Михаил Юрьевич отвез рукопись к Краевскому. Пусть присмотрит за изданием, которому суждено выйти в то время, когда автор будет скитаться по Кавказу.
Андрей Александрович проявил полную готовность. Он все больше и больше убеждался в том, что дело Лермонтова кончилось пустяками. Теперь надо порадеть об "Отечественных записках". Лермонтов и для журнала привез несколько новых стихотворений.
От Андрея же Александровича узнал, что Белинский несколько дней как слег.
– Не везет нам на встречи, – сказал поэт. – Прошу вас, Андрей Александрович, показать рукопись мою Виссариону Григорьевичу. У нас с ним начат, но не закончен спор. Так вот, в продолжение этого спора покорно прошу его принять мои пьесы. Ну, а коли встретятся затруднения с цензурой, тогда… – поэт махнул рукой, – тогда, – заключил он, улыбаясь, – возникнет еще один довод к нашему спору…
Лермонтов побывал и у милейшего Владимира Федоровича Одоевского. Впрочем, поэт не заводил здесь литературных разговоров.
В литературе Владимир Федорович платил щедрую дань утешительному романтизму и в то же время проявлял какую-то растерянность. Владимиру Федоровичу верилось, что можно примирить разные мнения, если только избегать крайностей. Крайностей Владимир Федорович не понимал и не принимал. Словом, в литературных своих вкусах Одоевский весь был в прошлом, в то время как в музыке глядел в будущее.
Музыка! Вот о чем можно было всласть и не только не споря, но в полном согласии наговориться с Владимиром Федоровичем. В беседах с ним или слушая его игру на рояле Лермонтов мог утолить ненасытную свою страсть. Любовь к музыке посетила его в детстве и никогда не покидала.
Владимир Федорович говорил о созданиях Бетховена, о предстоящих концертах, играл фуги Баха и, едва оторвавшись от рояля, начинал горячую речь о судьбах народной русской музыки.
Михаил Юрьевич слушал с жадностью: хотел насытиться на все будущие, может быть долгие, годы изгнания…
– А знаете, Михаил Юрьевич, – вдруг сказал Одоевский, – ведь стихи-то ваши тоже настоящая и притом русская музыка.
Лермонтов не понял.
– Изволите ли видеть, – объяснил Одоевский, – стоит прочесть любое ваше стихотворение вслух – и тотчас ощущаешь течение мелодии, которая задана автором.
Владимир Федорович помолчал, словно к чему-то прислушиваясь, потом прочел нараспев:
Русалка плыла по реке голубой,
Озаряема полной луной;
И старалась она доплеснуть до луны
Серебристую пену волны…
– Я читаю, заметьте, словно ноты перед собой держу, – продолжал Одоевский, – и весь напев слышу… Вот какой вы чудодей!
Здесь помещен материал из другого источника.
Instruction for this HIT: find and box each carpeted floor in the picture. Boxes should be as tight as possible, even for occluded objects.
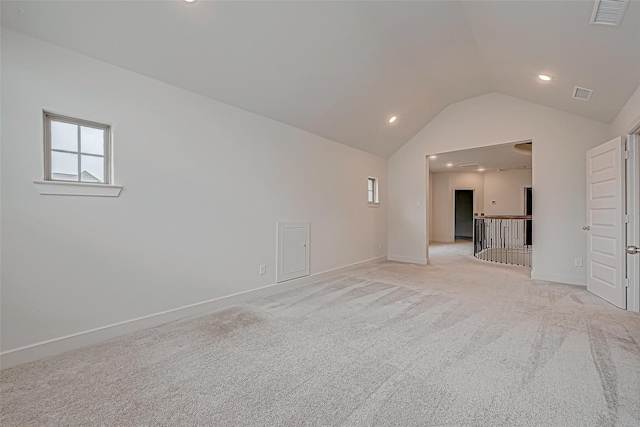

А мысль, выраженная и в слове и в мелодии, приобретает силу неотразимую. Даже не зная вас, по вашим стихам можно судить, что отпущен вам настоящий музыкальный дар. Да и что такое мелодия? Как рождались, например, песни у древних греков?..
Лермонтов засиделся допоздна. А до отъезда оставались считанные дни. Надо бы, пожалуй, съездить к Жуковскому. Но на запасную половину Зимнего дворца, где обитал поэт, Михаил Юрьевич не поехал. В памяти еще было живо воспоминание о том, как Жуковский напечатал в "Современнике" его "Казначейшу". Все наиболее горькое, что говорится в поэме о застойном болоте провинциальной жизни, Жуковский повыкидывал своей волей и властью. "Казначейша" увидела свет, изящно причесанная редактором. Поэму старались приблизить к забавному анекдоту, а ведь была она суровым обличением. Василий Андреевич Жуковский, при всем неизменном благодушии и сочувствии к молодым талантам, снова показал непримиримую стойкость неподкупного блюстителя российских порядков.
Да если бы только случай с "Казначейшей"! Давно следит за творениями прославленного поэта поручик Лермонтов. Конечно, Жуковского не смешаешь ни с Кукольником, ни с Загоскиным. Те по усердию и за отсутствием таланта прут напрямки. Василий Андреевич поступает иначе. Он уводит читателей от невзгод земной быстротечной жизни. Он рассказывает об иных мирах, где нет ни горестей, ни слез, и терпеливо, ненавязчиво сулит каждому утешение в вечной райской жизни. На это обратил Василий Андреевич свой незаурядный талант, о том говорят его пленительные, как музыка, стихи…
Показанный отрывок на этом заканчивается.